Chaque année, les copropriétaires votent un budget prévisionnel en assemblée générale pour faire face aux dépenses courantes (charges générales ou spéciales).

En principe, c’est le copropriétaire qui paie les charges de copropriété. Toutefois, il y a des particularités dans certains cas.

 Attention :

la liste qui suit n’est pas exhaustive.

Le paiement des charges s’effectue par le versement de provisions.

La recouvrement des charges est de la compétence du syndic de copropriété. Ainsi, le syndic doit veiller à ce que les copropriétaires payent leur quote-part de dépenses.

Le syndic engage sa responsabilité en ne prenant pas les dispositions nécessaires pour réclamer les charges dues par les copropriétaires.

 À noter

en cas d’impayé de charges de copropriété, le syndic peut faire un recours devant le tribunal à l’encontre du copropriétaire défaillant.

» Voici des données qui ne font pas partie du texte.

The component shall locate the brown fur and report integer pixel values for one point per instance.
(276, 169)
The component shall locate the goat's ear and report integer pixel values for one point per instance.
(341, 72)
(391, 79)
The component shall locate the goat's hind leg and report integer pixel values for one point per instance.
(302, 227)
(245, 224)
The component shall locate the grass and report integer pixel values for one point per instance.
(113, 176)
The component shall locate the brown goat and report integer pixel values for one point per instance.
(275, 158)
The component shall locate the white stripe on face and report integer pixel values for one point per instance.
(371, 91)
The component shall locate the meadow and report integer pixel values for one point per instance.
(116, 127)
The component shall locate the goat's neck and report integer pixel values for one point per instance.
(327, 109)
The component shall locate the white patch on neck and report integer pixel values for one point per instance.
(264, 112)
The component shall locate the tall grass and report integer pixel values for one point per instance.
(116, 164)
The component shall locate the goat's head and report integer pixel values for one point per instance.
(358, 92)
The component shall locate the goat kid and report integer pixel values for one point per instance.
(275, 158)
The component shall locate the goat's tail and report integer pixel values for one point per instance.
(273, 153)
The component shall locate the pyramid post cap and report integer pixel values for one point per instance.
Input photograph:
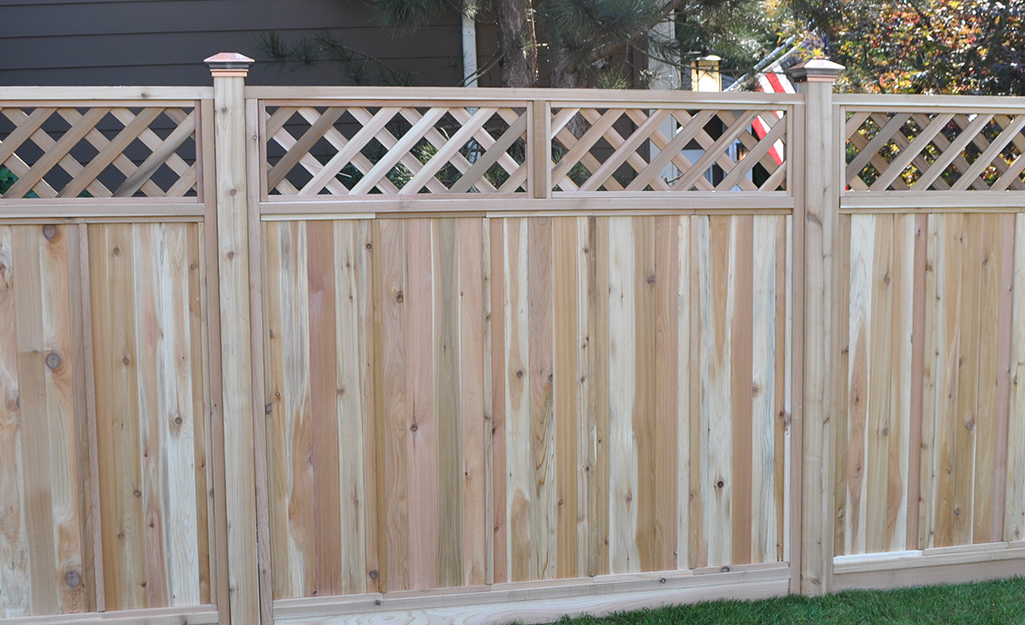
(816, 70)
(229, 60)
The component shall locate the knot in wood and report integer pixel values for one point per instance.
(73, 579)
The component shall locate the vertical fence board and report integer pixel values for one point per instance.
(498, 264)
(968, 382)
(63, 414)
(716, 250)
(1014, 513)
(989, 376)
(566, 335)
(645, 425)
(698, 255)
(115, 364)
(858, 392)
(388, 248)
(473, 483)
(448, 382)
(324, 392)
(665, 331)
(518, 442)
(599, 495)
(745, 472)
(14, 575)
(543, 521)
(199, 365)
(36, 451)
(350, 388)
(421, 419)
(765, 347)
(148, 295)
(623, 453)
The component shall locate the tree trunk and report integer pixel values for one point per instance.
(518, 42)
(564, 76)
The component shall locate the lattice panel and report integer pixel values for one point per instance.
(97, 152)
(934, 152)
(342, 151)
(667, 150)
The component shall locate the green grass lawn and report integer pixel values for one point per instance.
(996, 602)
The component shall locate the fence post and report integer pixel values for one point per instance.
(817, 233)
(229, 72)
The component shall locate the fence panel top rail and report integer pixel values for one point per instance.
(325, 144)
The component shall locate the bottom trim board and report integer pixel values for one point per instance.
(538, 602)
(201, 615)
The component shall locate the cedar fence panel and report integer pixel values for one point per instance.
(288, 357)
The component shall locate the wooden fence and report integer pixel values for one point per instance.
(482, 356)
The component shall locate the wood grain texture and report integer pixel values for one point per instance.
(1014, 512)
(14, 574)
(665, 332)
(715, 266)
(351, 383)
(115, 367)
(324, 396)
(623, 451)
(474, 401)
(566, 335)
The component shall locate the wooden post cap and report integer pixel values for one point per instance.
(816, 70)
(229, 64)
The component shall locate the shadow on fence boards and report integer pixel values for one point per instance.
(344, 355)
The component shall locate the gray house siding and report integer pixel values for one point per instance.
(164, 42)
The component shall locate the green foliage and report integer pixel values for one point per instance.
(919, 46)
(581, 42)
(7, 179)
(354, 67)
(410, 13)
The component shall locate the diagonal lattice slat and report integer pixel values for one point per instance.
(936, 151)
(395, 150)
(667, 150)
(98, 152)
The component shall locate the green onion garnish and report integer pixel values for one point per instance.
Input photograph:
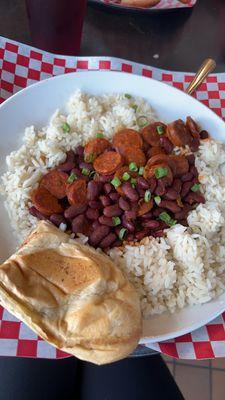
(133, 167)
(157, 200)
(141, 171)
(160, 129)
(122, 233)
(85, 171)
(116, 182)
(147, 196)
(126, 176)
(142, 121)
(65, 127)
(116, 221)
(195, 187)
(72, 178)
(161, 172)
(135, 107)
(133, 182)
(167, 219)
(89, 158)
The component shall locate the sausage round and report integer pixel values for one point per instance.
(127, 137)
(55, 182)
(95, 147)
(45, 202)
(108, 162)
(178, 133)
(151, 135)
(77, 192)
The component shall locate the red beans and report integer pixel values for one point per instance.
(92, 213)
(93, 190)
(170, 205)
(74, 210)
(98, 234)
(171, 194)
(108, 240)
(106, 220)
(124, 205)
(130, 192)
(112, 211)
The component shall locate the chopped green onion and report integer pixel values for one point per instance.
(72, 178)
(126, 176)
(157, 200)
(160, 129)
(142, 121)
(92, 174)
(116, 182)
(167, 219)
(65, 127)
(147, 196)
(141, 171)
(89, 158)
(122, 233)
(133, 167)
(135, 107)
(161, 172)
(85, 171)
(133, 182)
(116, 221)
(195, 187)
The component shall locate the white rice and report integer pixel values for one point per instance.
(187, 266)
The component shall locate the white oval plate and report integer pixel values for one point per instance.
(34, 106)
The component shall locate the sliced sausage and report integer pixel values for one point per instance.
(95, 147)
(178, 133)
(108, 162)
(144, 207)
(133, 154)
(77, 192)
(45, 202)
(193, 128)
(181, 165)
(127, 137)
(150, 172)
(55, 182)
(151, 133)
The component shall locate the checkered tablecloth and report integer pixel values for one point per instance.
(20, 66)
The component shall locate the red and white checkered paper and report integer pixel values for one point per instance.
(22, 65)
(163, 5)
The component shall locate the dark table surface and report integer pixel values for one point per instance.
(181, 38)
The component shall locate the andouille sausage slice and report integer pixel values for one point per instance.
(133, 154)
(127, 137)
(77, 192)
(193, 128)
(108, 162)
(55, 182)
(152, 133)
(181, 164)
(178, 133)
(151, 171)
(144, 207)
(45, 202)
(95, 147)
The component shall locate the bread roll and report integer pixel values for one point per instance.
(72, 296)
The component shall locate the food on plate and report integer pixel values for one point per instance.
(72, 296)
(162, 222)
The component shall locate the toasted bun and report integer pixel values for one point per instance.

Pour cela, le syndic n’a pas à demander l’autorisation de l’assemblée générale.

Oui, la modification de la répartition des charges peut être décidée en assemblée générale des copropriétaires ou en recourant au juge en cas de contestation.

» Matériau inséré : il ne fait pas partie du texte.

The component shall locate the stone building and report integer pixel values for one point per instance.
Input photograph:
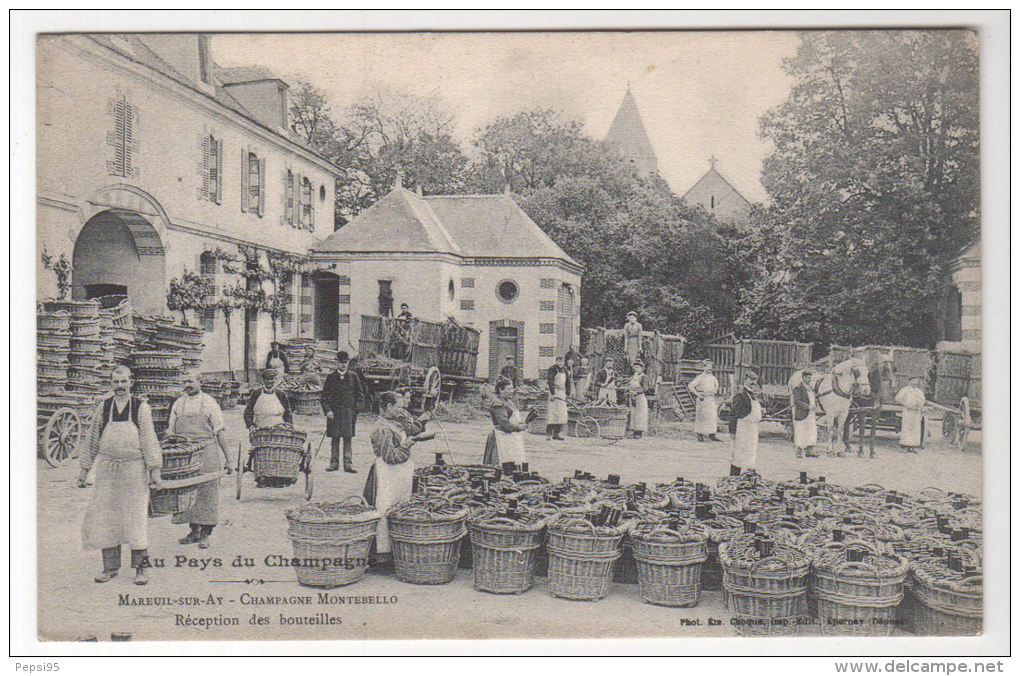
(151, 158)
(475, 258)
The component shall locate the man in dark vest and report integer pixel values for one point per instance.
(343, 395)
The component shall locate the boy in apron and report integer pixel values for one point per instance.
(122, 447)
(745, 420)
(198, 416)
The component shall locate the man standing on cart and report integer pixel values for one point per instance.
(198, 416)
(343, 395)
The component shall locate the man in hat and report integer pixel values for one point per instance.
(510, 371)
(911, 398)
(745, 420)
(343, 395)
(276, 359)
(122, 447)
(704, 388)
(631, 338)
(198, 416)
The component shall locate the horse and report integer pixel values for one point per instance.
(834, 393)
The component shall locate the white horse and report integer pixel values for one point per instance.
(834, 393)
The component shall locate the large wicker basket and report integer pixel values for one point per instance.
(581, 559)
(425, 542)
(503, 554)
(332, 541)
(669, 565)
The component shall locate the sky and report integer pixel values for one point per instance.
(699, 93)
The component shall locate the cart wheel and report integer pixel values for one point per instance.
(61, 435)
(587, 428)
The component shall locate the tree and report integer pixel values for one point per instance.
(874, 188)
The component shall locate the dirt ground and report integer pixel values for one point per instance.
(72, 607)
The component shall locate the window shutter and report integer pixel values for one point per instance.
(261, 188)
(206, 150)
(244, 180)
(219, 171)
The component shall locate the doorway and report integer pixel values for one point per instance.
(326, 307)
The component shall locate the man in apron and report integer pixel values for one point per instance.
(122, 447)
(392, 474)
(198, 416)
(745, 419)
(912, 400)
(505, 443)
(559, 390)
(267, 406)
(704, 388)
(805, 423)
(343, 395)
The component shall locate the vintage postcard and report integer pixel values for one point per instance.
(474, 335)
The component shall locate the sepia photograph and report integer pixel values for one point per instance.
(510, 334)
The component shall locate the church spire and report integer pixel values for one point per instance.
(627, 137)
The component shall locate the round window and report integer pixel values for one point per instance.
(507, 291)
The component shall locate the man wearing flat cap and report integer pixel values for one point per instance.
(343, 395)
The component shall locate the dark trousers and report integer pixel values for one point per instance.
(335, 451)
(111, 558)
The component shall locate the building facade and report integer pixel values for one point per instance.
(477, 259)
(152, 161)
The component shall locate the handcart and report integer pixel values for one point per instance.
(277, 455)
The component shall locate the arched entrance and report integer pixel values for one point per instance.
(117, 251)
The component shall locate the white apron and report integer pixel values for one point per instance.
(557, 412)
(393, 484)
(510, 446)
(639, 406)
(268, 410)
(205, 511)
(806, 431)
(118, 508)
(746, 438)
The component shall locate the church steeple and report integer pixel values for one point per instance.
(627, 137)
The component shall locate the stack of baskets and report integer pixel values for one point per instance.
(581, 558)
(332, 541)
(182, 460)
(669, 563)
(858, 590)
(765, 585)
(426, 537)
(504, 548)
(277, 453)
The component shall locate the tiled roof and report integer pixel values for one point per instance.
(470, 225)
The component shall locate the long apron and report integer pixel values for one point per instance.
(639, 407)
(806, 431)
(510, 446)
(746, 438)
(393, 484)
(557, 412)
(118, 508)
(205, 511)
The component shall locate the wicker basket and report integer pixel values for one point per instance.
(669, 565)
(947, 608)
(425, 543)
(503, 554)
(333, 541)
(581, 559)
(856, 599)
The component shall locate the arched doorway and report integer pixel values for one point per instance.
(118, 251)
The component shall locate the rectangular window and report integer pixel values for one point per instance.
(208, 319)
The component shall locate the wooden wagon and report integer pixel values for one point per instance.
(421, 356)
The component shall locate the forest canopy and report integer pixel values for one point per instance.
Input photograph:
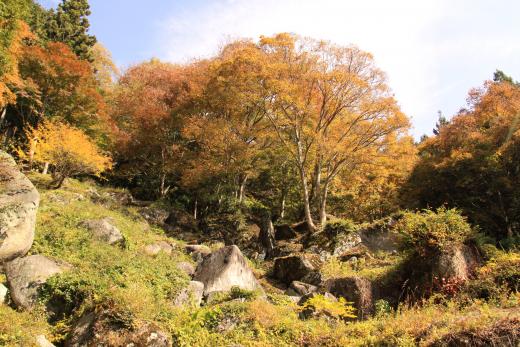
(302, 128)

Modification des charges  : vote en assemblée générale

En principe, la décision de modifier la répartition des charges entre les copropriétaires doit être adoptée en assemblée générale par un vote à l’unanimité. Toutefois, il existe 4 cas où seule la majorité est exigée :

  • Travaux ou actes d’acquisition ou de disposition rendant nécessaire la modification de la répartition des charges
  • Changement d’usage de parties privatives
  • Division de lots
  • Création d’un syndicat secondaire

  À savoir

si l’assemblée n’a pas procédé à une nouvelle répartition des charges, tout copropriétaire peut demander au tribunal judiciaire du lieu où se situe l’immeuble de le faire. La répartition a, en principe, un effet que pour l’avenir.

Modification des charges : recours au juge

Il est possible de contester devant le tribunal judiciaire du lieu où se situe l’immeuble la répartition des charges prévues dans le règlement de copropriété en faisant une action en révision des charges ou, lorsque la répartition n’est pas conforme à la loi, une action en nullité.

  • Le copropriétaire qui constate que sa quote-part des parties communes est supérieure de plus ¼ à ce qu’elle devrait être peut contester cette répartition en faisant une action en révision devant le tribunal.

    Ce recours est également possible si un copropriétaire estime que la quote-part d’un autre copropriétaire est inférieure de plus ¼ à ce qu’elle devrait être.

    Le recours doit être engagé dans les 5 ans qui suivent la publication du règlement de copropriété au fichier immobilier.

    Cette action est également possible pour le copropriétaire d’un lot avant l’expiration d’un délai de 2 ans à partir de la 1re vente de ce lot intervenue après la publication du règlement de copropriété.

    Si la plainte du copropriétaire est fondée, le juge établit une nouvelle répartition des charges.

    Cette nouvelle répartition s’applique à partir du 1er jour de l’exercice comptable suivant la date à laquelle la décision est devenue définitive.

  • Tout copropriétaire peut faire un recours devant le tribunal pour demander une modification de la répartition des charges lorsqu’elle n’est pas conforme à la loi.

    Le copropriétaire n’a pas besoin de justifier d’un intérêt personnel.

    Cette action n’est pas limitée dans le temps.

    Le juge doit alors établir une nouvelle répartition des charges. Cette nouvelle réparation s’applique dès que la décision de justice est devenue définitive. La répartition a, en principe, un effet que pour l’avenir.